Przykrym było, że zielonooka skazała siebie i czekoladową na śmierć, w imię idei, której Srocza Gwiazda nie mogła pojąć. Zabrała ją i siebie od domu, rodziny, stałego dostępu do pożywienia i ciepłego legowiska. Młodsza prawdopodobnie nie miała nawet za dużo do powiedzenia. Była dzieckiem. Musiała słuchać się starszych. Nie zdążyła poznać na tyle świata i życia, by samej móc zadecydować o swoim losie. W zimnych oczach liderki było to jawne morderstwo Płotkowej Łapy, która była zbyt młoda i niepewna, by podejmować tak poważne decyzje. A Kawcze Serce, jako dorosła kocica, wzór do naśladowania, samozwańcza wybawczyni, zmusiła ją do wiecznej tułaczki w samotności, bez własnego kąta. Mimo skrawków czekoladowej sierści, starej liderce nadal było żal kocięcia.

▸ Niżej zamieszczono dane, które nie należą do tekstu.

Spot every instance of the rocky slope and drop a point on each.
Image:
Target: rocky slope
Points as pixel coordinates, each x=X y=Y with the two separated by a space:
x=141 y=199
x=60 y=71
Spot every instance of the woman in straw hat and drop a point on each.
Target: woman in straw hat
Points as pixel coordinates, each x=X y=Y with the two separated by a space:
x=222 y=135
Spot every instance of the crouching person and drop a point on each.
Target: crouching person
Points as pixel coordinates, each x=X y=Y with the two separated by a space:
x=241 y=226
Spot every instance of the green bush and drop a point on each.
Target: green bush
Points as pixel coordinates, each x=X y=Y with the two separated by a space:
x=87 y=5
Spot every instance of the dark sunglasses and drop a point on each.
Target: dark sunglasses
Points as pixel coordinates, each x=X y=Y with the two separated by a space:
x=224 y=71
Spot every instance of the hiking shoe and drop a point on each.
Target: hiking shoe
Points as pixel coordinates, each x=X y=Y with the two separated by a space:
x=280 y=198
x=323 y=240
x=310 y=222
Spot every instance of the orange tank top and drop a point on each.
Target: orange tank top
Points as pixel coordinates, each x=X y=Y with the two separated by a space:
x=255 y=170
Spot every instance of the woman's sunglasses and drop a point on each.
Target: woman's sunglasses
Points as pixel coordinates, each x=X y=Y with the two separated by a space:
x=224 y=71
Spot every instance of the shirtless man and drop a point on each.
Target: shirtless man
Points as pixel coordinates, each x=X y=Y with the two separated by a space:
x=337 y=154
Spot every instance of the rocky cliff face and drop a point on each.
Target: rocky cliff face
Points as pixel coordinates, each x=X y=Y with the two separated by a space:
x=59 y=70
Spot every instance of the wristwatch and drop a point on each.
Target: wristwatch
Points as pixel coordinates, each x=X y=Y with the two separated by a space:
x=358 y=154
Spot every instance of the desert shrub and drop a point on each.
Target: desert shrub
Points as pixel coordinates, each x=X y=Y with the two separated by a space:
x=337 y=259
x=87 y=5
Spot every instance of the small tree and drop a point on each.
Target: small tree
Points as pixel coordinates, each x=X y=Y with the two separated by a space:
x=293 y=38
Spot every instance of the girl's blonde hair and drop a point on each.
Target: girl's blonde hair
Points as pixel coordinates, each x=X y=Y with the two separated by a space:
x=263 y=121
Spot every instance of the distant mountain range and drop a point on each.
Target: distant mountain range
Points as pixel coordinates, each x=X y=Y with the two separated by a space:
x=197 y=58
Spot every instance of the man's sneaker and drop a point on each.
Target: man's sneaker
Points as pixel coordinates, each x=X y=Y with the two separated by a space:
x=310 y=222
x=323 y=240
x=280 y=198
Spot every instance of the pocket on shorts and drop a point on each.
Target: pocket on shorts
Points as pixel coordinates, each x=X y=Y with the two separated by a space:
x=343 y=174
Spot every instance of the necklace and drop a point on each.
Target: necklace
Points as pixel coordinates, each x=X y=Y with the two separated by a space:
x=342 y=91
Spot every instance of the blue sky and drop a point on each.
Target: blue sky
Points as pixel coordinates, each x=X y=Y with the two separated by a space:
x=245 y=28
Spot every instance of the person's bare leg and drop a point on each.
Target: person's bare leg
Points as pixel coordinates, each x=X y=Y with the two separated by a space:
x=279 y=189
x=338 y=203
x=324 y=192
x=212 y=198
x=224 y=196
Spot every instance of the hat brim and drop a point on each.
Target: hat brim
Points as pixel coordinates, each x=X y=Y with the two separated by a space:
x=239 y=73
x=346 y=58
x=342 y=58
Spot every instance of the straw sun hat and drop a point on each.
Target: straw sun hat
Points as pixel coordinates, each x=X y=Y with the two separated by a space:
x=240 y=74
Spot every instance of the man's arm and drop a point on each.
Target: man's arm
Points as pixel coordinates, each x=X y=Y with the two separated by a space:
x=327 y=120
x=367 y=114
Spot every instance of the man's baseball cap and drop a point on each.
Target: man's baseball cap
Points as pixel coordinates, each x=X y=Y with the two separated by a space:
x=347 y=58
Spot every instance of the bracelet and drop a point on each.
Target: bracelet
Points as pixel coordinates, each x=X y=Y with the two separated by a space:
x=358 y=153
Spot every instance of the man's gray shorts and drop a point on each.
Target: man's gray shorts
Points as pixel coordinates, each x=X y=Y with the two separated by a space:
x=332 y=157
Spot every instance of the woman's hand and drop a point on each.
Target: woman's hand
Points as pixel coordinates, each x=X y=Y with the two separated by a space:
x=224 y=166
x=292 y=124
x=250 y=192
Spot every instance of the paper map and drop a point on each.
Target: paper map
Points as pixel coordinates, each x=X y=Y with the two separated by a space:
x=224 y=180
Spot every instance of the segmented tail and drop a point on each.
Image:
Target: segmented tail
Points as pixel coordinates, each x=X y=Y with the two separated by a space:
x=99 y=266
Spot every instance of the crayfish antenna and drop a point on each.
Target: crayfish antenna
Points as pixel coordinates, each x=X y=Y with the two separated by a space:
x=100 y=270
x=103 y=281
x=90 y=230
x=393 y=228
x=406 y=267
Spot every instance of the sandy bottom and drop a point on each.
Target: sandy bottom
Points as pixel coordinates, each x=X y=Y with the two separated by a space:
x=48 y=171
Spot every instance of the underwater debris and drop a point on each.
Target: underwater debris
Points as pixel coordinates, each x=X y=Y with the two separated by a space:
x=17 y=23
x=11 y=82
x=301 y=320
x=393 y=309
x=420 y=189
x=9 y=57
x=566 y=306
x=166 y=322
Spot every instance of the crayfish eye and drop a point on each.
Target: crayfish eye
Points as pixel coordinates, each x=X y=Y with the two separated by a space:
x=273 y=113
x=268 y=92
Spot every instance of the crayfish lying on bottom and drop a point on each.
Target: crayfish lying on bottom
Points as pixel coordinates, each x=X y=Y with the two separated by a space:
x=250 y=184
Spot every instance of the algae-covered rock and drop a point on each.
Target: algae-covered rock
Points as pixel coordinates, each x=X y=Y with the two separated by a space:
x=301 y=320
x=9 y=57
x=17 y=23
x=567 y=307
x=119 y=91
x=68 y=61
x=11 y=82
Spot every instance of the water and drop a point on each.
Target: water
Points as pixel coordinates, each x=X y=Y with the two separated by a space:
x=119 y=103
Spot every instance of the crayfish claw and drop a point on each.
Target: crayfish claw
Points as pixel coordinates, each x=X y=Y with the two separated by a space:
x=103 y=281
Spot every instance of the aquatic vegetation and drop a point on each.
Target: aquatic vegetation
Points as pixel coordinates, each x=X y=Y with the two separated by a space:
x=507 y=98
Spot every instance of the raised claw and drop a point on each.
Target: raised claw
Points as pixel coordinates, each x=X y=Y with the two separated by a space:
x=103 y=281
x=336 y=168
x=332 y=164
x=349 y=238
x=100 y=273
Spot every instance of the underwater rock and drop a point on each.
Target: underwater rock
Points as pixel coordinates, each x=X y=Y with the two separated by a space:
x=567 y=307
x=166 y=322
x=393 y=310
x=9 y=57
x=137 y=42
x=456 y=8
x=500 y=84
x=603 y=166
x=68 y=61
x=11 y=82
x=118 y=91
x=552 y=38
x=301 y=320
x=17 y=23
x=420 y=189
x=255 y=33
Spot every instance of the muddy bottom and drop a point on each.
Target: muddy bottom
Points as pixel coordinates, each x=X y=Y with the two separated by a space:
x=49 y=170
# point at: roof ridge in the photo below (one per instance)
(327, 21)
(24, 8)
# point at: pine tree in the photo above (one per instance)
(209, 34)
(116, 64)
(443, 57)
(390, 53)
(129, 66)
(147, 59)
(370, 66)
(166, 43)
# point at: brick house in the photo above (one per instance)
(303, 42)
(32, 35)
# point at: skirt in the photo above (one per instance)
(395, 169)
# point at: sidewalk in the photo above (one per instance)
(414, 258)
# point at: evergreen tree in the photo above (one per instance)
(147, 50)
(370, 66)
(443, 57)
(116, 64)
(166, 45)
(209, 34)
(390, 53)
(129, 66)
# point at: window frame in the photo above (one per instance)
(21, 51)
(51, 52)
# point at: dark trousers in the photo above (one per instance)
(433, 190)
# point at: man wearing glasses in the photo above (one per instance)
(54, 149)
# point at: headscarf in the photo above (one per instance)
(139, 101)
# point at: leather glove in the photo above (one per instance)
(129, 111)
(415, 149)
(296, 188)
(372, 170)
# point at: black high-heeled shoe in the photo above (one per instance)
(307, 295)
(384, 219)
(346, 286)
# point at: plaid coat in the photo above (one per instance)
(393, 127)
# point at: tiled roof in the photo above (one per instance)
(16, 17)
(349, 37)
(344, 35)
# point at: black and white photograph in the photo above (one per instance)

Piórolotkowy Trzepot i Karasiowa Ławica, którzy przybyli do niej kilkanaście wschodów słońca po tym wydarzeniu, wydawali się być, podobnie jak zbiegła Kawka, niewidomi wobec realiów świata. Nie widzieli, kto w rzeczywistości ranił ich klan, kto skazał Płotkową Łapę na śmierć i kogo oni tak zażarcie bronili. Liderka nadal doceniała ich próbę rozmowy, jednak w tym samym czasie, droga jaką musieli jeszcze przejść, była długa i pokrętna, ponieważ taką właśnie sobie wybrali. To kiedy przejrzą wreszcie na oczy było jedynie kwestią czasu i chęcią do zobaczenia czegoś więcej niż “urojonego dobra”, w jakie tak zaciekle wierzyli.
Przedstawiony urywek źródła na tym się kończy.